But i feel like we've overseen one very central thing here.
People don't like Falin
Like... the average person in dungeon meshi doesn't like Falin. She was deeply ostrasized by her home village, in magic school she had zero friends before Marcille and the others generally saw her as strange and a bit offputting.
Characters like Namari and Chilchuck like her well enough but not necessarily more than any other member of their party, including Laios. Neither Kabru nor his party think much of her. The canaries don't give a fuck about her. Toshiro's retainers don't see her as anything else than the weird foreign girl their boss has a crush on.
The reason we think everyone loves Falin is because, despite all the indifferent side characters, the 2 most important and central characters of the story are Laios and Marcille. Who are NOT representative of the average attitudes to Falin!

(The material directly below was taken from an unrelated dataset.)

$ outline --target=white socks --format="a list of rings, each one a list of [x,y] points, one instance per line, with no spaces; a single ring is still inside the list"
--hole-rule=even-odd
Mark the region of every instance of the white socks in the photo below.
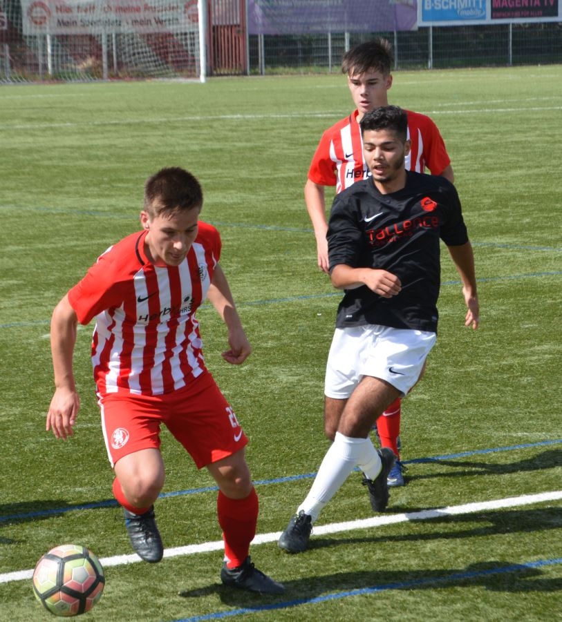
[[[380,472],[380,458],[371,439],[352,438],[336,432],[335,439],[326,451],[310,491],[299,506],[297,514],[303,510],[314,523],[322,508],[357,465],[368,479],[375,479]]]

But necromancy georg number 1 and 2 are our main eyes into the story and they love Falin so much that it colours our perspective of the whole world.
The only side character who qualifies as liking Falin and not Laios is Toshiro (at least at first, as he ends the story on much better terms with Laios) and that says a lot about his character, with him drifting to the quiet Falin precisely because of her oddness but being both uncomfortable with and deeply jealous of Laios' much more open expression of that oddness. Because he's a repressed guy from a culture where etiquette is incredibly important.
But like I said, that's a specific aspect of him, not to the world at large.
Because there's also people that click more with laios than with Falin.
Kabru, for one, who is initially distrustful of laios but clearly also deeply fascinated by him and drawn to him.
Minor spoilers, and you don't have to read too deeply into this, because I don't think Kabru particularly dislikes Falin or anything. But it's interesting that when he talks about his distrust of the toudens in ch.32 he's talking about them both. But his big friendship declaration in chapter 76 is aimed squarely at Laios, he doesn't say "you and your sister" he says "you"
And Senshi!! He instantly clicks with Laios, well before he does so with anyone else in the party– who he also becomes friends with, it just takes a bit longer– specifically because they bond over their shared special interest in monsters!! Senshi is kind towards Falin and cares for her wellbeing, but he also... doesn't know her. The reason he is even here, helping to save her, is because he and Laios bonded over monsters and he wants to help his new friends out!
Of course, the theme of neurodivergent isolation is very present in Laios' story. I'm not denying that. He does turn people off, without meaning to and unable to fully understand why! But so does Falin. And just like there are people who like her despite of or even because of those traits, there are people who do the same with him.
In conclusion: "Average person loves Falin and hates Laios" factoid actually statistical error. Average person is neutral on both Falin and Laios. Georcille, Laiorg and Geoshiro, who live in the dungeon and think over 10,000 Falin-loving thoughts a day, are statistical outliers adn should not have been counted.